Possible to retrieve multiple random, non-sequential documents from MongoDB? Possible to retrieve multiple random, non-sequential documents from MongoDB? mongoose mongoose

Possible to retrieve multiple random, non-sequential documents from MongoDB?


You may do two requests, but in an efficient way :

  1. Your first request just gets the list of all "_id" of document of your collections. Be sure to use a mongo projection db.products.find({}, { '_id' : 1 }).
  2. You have a list of "_id", just pick N randomly from the list.
  3. Do a second query using the $in operator.

What is especially important is that your first query is fully supported by an index (because it's "_id"). This index is likely fully in memory (else you'd probably have performance problems). So, only the index is read while running the first query, and it's incredibly fast.

Although the second query means reading actual documents, the index will help a lot.

If you can do things this way, you should try.


I don't think MySQL ORDER BY rand() is particularly efficient - as I understand it, it essentially assigns a random number to each row, then sorts the table on this random number column and returns the top N results.

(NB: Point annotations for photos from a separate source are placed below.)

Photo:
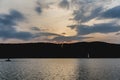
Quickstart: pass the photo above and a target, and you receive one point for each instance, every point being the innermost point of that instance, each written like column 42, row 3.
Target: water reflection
column 60, row 69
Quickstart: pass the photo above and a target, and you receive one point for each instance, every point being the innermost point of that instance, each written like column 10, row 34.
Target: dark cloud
column 79, row 15
column 64, row 4
column 8, row 22
column 112, row 13
column 97, row 28
column 86, row 10
column 35, row 29
column 69, row 39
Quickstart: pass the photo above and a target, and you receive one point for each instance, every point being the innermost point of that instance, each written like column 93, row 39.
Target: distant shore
column 50, row 50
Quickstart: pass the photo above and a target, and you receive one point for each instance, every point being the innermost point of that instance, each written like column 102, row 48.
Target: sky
column 59, row 21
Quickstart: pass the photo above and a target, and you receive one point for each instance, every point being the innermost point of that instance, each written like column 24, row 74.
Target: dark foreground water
column 60, row 69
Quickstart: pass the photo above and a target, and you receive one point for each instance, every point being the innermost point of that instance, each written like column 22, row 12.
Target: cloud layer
column 59, row 20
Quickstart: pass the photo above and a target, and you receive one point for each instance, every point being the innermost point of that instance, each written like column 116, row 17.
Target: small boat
column 8, row 60
column 88, row 55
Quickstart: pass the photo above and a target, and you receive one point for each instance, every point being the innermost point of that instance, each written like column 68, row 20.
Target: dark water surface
column 60, row 69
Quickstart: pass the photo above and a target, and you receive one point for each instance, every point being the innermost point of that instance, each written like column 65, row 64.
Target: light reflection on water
column 60, row 69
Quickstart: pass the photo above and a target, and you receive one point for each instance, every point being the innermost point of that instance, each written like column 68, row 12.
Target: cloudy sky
column 59, row 21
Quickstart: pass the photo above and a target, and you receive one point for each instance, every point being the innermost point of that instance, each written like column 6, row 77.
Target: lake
column 60, row 69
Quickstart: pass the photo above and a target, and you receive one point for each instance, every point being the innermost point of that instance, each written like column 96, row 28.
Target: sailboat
column 8, row 59
column 88, row 55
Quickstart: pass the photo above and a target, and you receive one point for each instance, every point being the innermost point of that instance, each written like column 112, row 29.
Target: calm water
column 60, row 69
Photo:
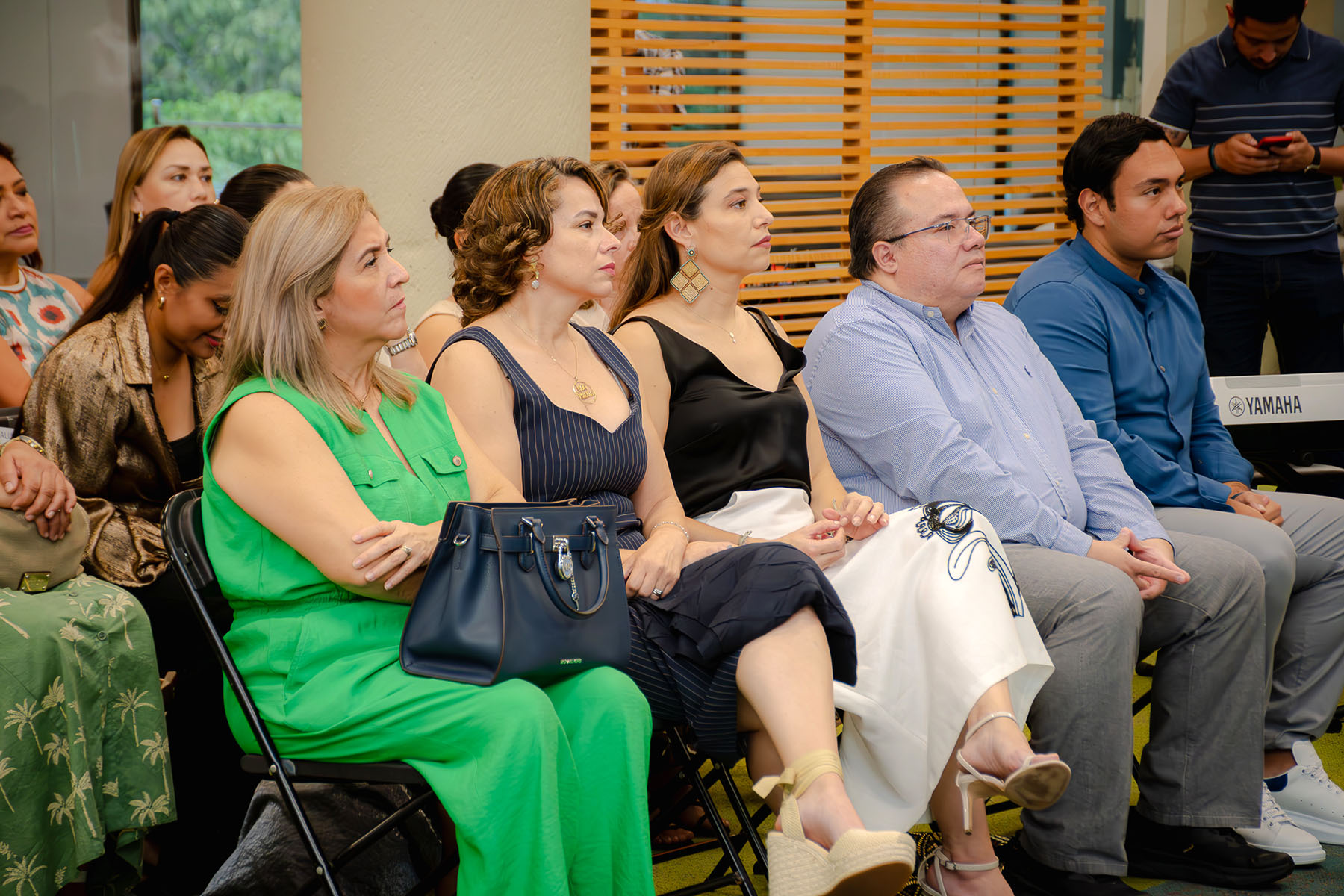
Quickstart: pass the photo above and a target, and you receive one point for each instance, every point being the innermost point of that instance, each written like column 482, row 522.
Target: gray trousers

If you're willing to accept some overhead on your inserts to the collection, you can reduce the problem to generating N random integers in a range. Add a counter field to each document: each document will be assigned a unique positive integer, sequentially. It doesn't matter what document gets what number, as long as the assignment is unique and the numbers are sequential, and you either don't delete documents or you complicate the counter document scheme to handle holes. You can do this by making your inserts two-step. In a separate counter collection, keep a document with the first number that hasn't been used for the counter. When an insert occurs, first findAndModify the counter document to retrieve the next counter value and increment the counter value atomically. Then insert the new document with the counter value. To find N random values, find the max counter value, then generate N distinct random numbers in the range defined by the max counter, then use $in to retrieve the documents. Most languages should have random libraries that will handle generating the N random integers in a range.